Downtown Stair Climbers to Raise Lung Health Awareness, Research Dollars
Many organizations say to accomplish their goals they take it one step at a time. The American Lung Association (ALA) means that literally.
This Saturday in downtown Pittsburgh 478 participants are expected to climb 897 steps to raise $120,000 for the ALA in the organization’s second annual "Fight For Air Climb."
The numbers don’t stop there.
According to the ALA’s State of the Air Report, some 127.2 million Americans, or four out of 10 people, live in counties that experience unhealthy levels of air pollution resulting from ozone or high short-term and year-round particle levels.
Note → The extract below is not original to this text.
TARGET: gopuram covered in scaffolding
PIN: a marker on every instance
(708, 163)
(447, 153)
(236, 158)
Based on the report's estimates, for the 23,000 children with asthma in Allegheny County or the 344,000 Allegheny County residents with cardiovascular disease, air pollution takes a basic function and makes it a struggle against the environment.
Marissa Mysliwiec, director of Pittsburgh’s ALA chapter, said Saturday’s Fight For Air Climb will raise money for research as well as raise awareness about the challenges faced by those with lung conditions.
“Whenever you climb up all those steps, and you’re short of breath, it’s how people who are battling lung disease and asthma feel every day,” Mysliwiec said.
Participants who take on the stairs at One Oxford Centre, one of Pittsburgh’s tallest buildings, are asked to raise $100. It costs $25 to register.
Mysliwiec said all of the proceeds will benefit the ALA’s research and outreach. Specifically, the money will be used in the search for a cure for lung disease, as well as to fund programs that advocate non-smoking. The climb also benefits programs that provide support for people with asthma and chronic obstructive pulmonary disease (COPD).
Last year’s event attracted 379 climbers, and Mysliwiec hopes the event will draw more than 500 people this year.
Given Pittsburgh’s low air quality rating, Mysliwiec said ensuring lung health is a community concern.
“A lot of people associate lung disease with people that smoke cigarettes, and there’s so much more that goes into it," she said. "I mean, people that have never smoked a cigarette in their life can get lung cancer, so it’s very important to help with the pollution and clean air.”